Somebody called main() - it's a function and someone called it with
a bl instruction. At the moment main() entered, the address to
which it needed to return was sitting in x30.
Then, main() called a function - in this case puts() but which
function doesn't matter - it called a function. In doing so, it
overwrite the address to which main() needed to return with the
address of line 7 in the code. That is where puts() needed to
return.
So, when line 7 executes it puts the contents of x30 into the
program counter and branches to it.
And the problem with this is?

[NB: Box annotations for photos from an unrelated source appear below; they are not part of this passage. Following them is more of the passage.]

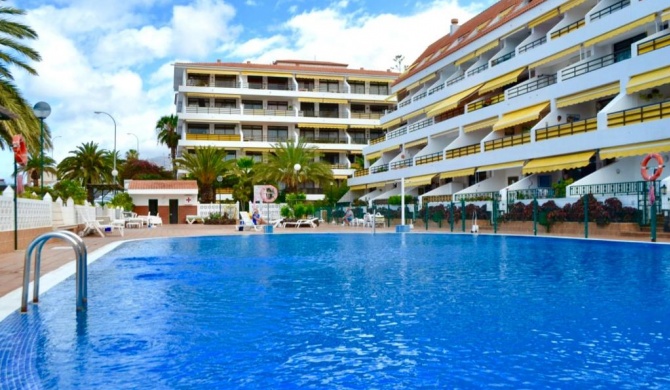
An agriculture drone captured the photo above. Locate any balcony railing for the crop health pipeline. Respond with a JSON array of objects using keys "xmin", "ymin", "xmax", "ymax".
[
  {"xmin": 186, "ymin": 133, "xmax": 241, "ymax": 142},
  {"xmin": 491, "ymin": 51, "xmax": 515, "ymax": 66},
  {"xmin": 414, "ymin": 152, "xmax": 444, "ymax": 165},
  {"xmin": 467, "ymin": 64, "xmax": 489, "ymax": 77},
  {"xmin": 561, "ymin": 49, "xmax": 630, "ymax": 80},
  {"xmin": 444, "ymin": 144, "xmax": 481, "ymax": 159},
  {"xmin": 519, "ymin": 36, "xmax": 547, "ymax": 54},
  {"xmin": 607, "ymin": 100, "xmax": 670, "ymax": 127},
  {"xmin": 484, "ymin": 133, "xmax": 530, "ymax": 152},
  {"xmin": 468, "ymin": 93, "xmax": 505, "ymax": 112},
  {"xmin": 535, "ymin": 117, "xmax": 598, "ymax": 141},
  {"xmin": 590, "ymin": 0, "xmax": 630, "ymax": 22},
  {"xmin": 391, "ymin": 158, "xmax": 412, "ymax": 169},
  {"xmin": 507, "ymin": 74, "xmax": 558, "ymax": 99},
  {"xmin": 551, "ymin": 19, "xmax": 586, "ymax": 39},
  {"xmin": 637, "ymin": 34, "xmax": 670, "ymax": 55}
]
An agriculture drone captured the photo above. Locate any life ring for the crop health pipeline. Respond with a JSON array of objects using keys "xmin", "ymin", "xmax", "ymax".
[
  {"xmin": 261, "ymin": 186, "xmax": 279, "ymax": 203},
  {"xmin": 12, "ymin": 134, "xmax": 28, "ymax": 165},
  {"xmin": 640, "ymin": 153, "xmax": 663, "ymax": 181}
]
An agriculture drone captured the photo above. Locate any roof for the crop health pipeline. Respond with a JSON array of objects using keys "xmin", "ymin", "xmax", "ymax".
[
  {"xmin": 128, "ymin": 180, "xmax": 198, "ymax": 192},
  {"xmin": 394, "ymin": 0, "xmax": 547, "ymax": 84}
]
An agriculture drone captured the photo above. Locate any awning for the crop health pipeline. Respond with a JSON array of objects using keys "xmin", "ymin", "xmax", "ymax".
[
  {"xmin": 477, "ymin": 160, "xmax": 524, "ymax": 172},
  {"xmin": 426, "ymin": 84, "xmax": 481, "ymax": 117},
  {"xmin": 528, "ymin": 45, "xmax": 579, "ymax": 69},
  {"xmin": 600, "ymin": 140, "xmax": 670, "ymax": 160},
  {"xmin": 405, "ymin": 138, "xmax": 428, "ymax": 149},
  {"xmin": 479, "ymin": 68, "xmax": 526, "ymax": 94},
  {"xmin": 405, "ymin": 173, "xmax": 435, "ymax": 187},
  {"xmin": 559, "ymin": 0, "xmax": 586, "ymax": 14},
  {"xmin": 626, "ymin": 66, "xmax": 670, "ymax": 95},
  {"xmin": 528, "ymin": 8, "xmax": 559, "ymax": 28},
  {"xmin": 463, "ymin": 116, "xmax": 498, "ymax": 133},
  {"xmin": 440, "ymin": 168, "xmax": 476, "ymax": 179},
  {"xmin": 493, "ymin": 102, "xmax": 549, "ymax": 131},
  {"xmin": 584, "ymin": 14, "xmax": 656, "ymax": 47},
  {"xmin": 556, "ymin": 81, "xmax": 621, "ymax": 108},
  {"xmin": 454, "ymin": 51, "xmax": 477, "ymax": 66},
  {"xmin": 521, "ymin": 150, "xmax": 595, "ymax": 175}
]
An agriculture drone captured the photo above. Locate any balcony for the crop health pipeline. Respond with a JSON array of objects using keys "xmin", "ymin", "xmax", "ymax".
[
  {"xmin": 551, "ymin": 19, "xmax": 586, "ymax": 39},
  {"xmin": 561, "ymin": 49, "xmax": 630, "ymax": 81},
  {"xmin": 589, "ymin": 0, "xmax": 630, "ymax": 22},
  {"xmin": 484, "ymin": 133, "xmax": 530, "ymax": 152},
  {"xmin": 535, "ymin": 117, "xmax": 598, "ymax": 141},
  {"xmin": 607, "ymin": 100, "xmax": 670, "ymax": 127},
  {"xmin": 507, "ymin": 74, "xmax": 557, "ymax": 99},
  {"xmin": 444, "ymin": 144, "xmax": 481, "ymax": 159}
]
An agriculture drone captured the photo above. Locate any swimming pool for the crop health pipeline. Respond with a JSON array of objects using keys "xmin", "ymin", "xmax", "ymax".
[{"xmin": 0, "ymin": 234, "xmax": 670, "ymax": 389}]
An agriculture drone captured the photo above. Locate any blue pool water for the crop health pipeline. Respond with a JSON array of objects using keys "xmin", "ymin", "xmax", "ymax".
[{"xmin": 0, "ymin": 234, "xmax": 670, "ymax": 389}]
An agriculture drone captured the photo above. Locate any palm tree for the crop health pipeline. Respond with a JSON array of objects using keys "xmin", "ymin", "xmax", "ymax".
[
  {"xmin": 176, "ymin": 146, "xmax": 230, "ymax": 203},
  {"xmin": 21, "ymin": 153, "xmax": 58, "ymax": 187},
  {"xmin": 0, "ymin": 6, "xmax": 44, "ymax": 151},
  {"xmin": 256, "ymin": 140, "xmax": 333, "ymax": 193},
  {"xmin": 156, "ymin": 115, "xmax": 179, "ymax": 179}
]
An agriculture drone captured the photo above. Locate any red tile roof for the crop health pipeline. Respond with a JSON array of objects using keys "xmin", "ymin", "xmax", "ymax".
[
  {"xmin": 128, "ymin": 180, "xmax": 198, "ymax": 191},
  {"xmin": 394, "ymin": 0, "xmax": 547, "ymax": 84}
]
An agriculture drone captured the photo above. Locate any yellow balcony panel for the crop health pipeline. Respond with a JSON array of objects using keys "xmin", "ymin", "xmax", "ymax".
[
  {"xmin": 556, "ymin": 81, "xmax": 621, "ymax": 108},
  {"xmin": 626, "ymin": 66, "xmax": 670, "ymax": 95},
  {"xmin": 479, "ymin": 68, "xmax": 526, "ymax": 94},
  {"xmin": 521, "ymin": 150, "xmax": 595, "ymax": 175},
  {"xmin": 600, "ymin": 140, "xmax": 670, "ymax": 160},
  {"xmin": 493, "ymin": 102, "xmax": 549, "ymax": 131},
  {"xmin": 584, "ymin": 14, "xmax": 656, "ymax": 47}
]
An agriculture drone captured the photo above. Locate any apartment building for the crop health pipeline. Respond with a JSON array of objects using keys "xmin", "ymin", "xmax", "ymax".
[
  {"xmin": 174, "ymin": 60, "xmax": 398, "ymax": 199},
  {"xmin": 347, "ymin": 0, "xmax": 670, "ymax": 209}
]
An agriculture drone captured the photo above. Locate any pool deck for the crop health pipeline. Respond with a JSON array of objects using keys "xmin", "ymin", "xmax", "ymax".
[{"xmin": 0, "ymin": 224, "xmax": 670, "ymax": 297}]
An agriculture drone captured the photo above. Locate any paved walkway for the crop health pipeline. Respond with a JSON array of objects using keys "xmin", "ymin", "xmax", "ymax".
[{"xmin": 0, "ymin": 224, "xmax": 670, "ymax": 297}]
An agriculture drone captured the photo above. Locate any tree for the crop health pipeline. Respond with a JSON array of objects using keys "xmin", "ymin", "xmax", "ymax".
[
  {"xmin": 256, "ymin": 140, "xmax": 333, "ymax": 193},
  {"xmin": 176, "ymin": 146, "xmax": 230, "ymax": 203},
  {"xmin": 0, "ymin": 0, "xmax": 45, "ymax": 151},
  {"xmin": 156, "ymin": 115, "xmax": 179, "ymax": 179}
]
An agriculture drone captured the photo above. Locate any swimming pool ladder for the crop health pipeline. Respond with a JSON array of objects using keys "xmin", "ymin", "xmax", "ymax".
[{"xmin": 21, "ymin": 230, "xmax": 88, "ymax": 313}]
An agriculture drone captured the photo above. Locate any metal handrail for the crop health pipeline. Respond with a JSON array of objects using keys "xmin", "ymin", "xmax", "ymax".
[{"xmin": 21, "ymin": 231, "xmax": 88, "ymax": 313}]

Hint: notice where gdb put us after
the control-C. Still on line 7. An infinite loop of returning to the
return statement.
Here is a fixed version of the code:
.text // 1
.global main // 2
.align 2 // 3
// 4
main: str x30, [sp, -16]! // 5
ldr x0, =hw // 6
bl puts // 7
ldr x30, [sp], 16 // 8
ret // 9
// 10
.data // 11
hw: .asciz "Hello World!" // 12
// 13
.end // 14
The address to which main() should return is pushed onto the stack on
line 5. It is safe there.
It is recovered from the stack on line 8 and used by line 9's ret.
Returning Values
First, let's take a trip back in time to the early days of C.
Stephen Bourne was
writing sh the first shell for Unix. He noticed that every function
had to return a value - even functions that had no reason to return
a value. In these early days, void functions did not yet exist.
Bourne argued that an instruction could be saved if the concept of
void functions were added to C. Saving one instruction per function
was really valuable - so that's how we get void functions that
return no value.
What about functions that do return a value?
In the AARCH64 Linux style calling convention, values are returned in
x0 and sometimes also returned in x1 though this is uncommon.
Note that x0 and x1 could also be w0 and w1 or even the first
and second floating point registers if the function is returning a
float or double.
Here are samples, first in C++ then in the corresponding assembly language:
// 1
int ReturnsAnInt() { // 2
return 16; // 3
} // 4
// 5
long ReturnsALong() { // 6
return 16; // 7
} // 8
// 9
float ReturnsAFloat() { // 10
return 16.0f; // 11
} // 12
// 13
double ReturnsADouble() { // 14
return 16.0; // 15
} // 16
Here it is in assembly language:
ReturnsAnInt: // 1
mov w0, 16 // 2
ret // 3
// 4
ReturnsALong: // 5
mov x0, 16 // 6
ret // 7
// 8
ReturnsAFloat: // 9
fmov s0, 16 // 10
ret // 11
// 12
ReturnsADouble: // 13
fmov d0, 16 // 14
ret // 15
Note, the use of the floating point move instruction as well as the single precision and double precision registers. The specification in scientific notion is not necessary.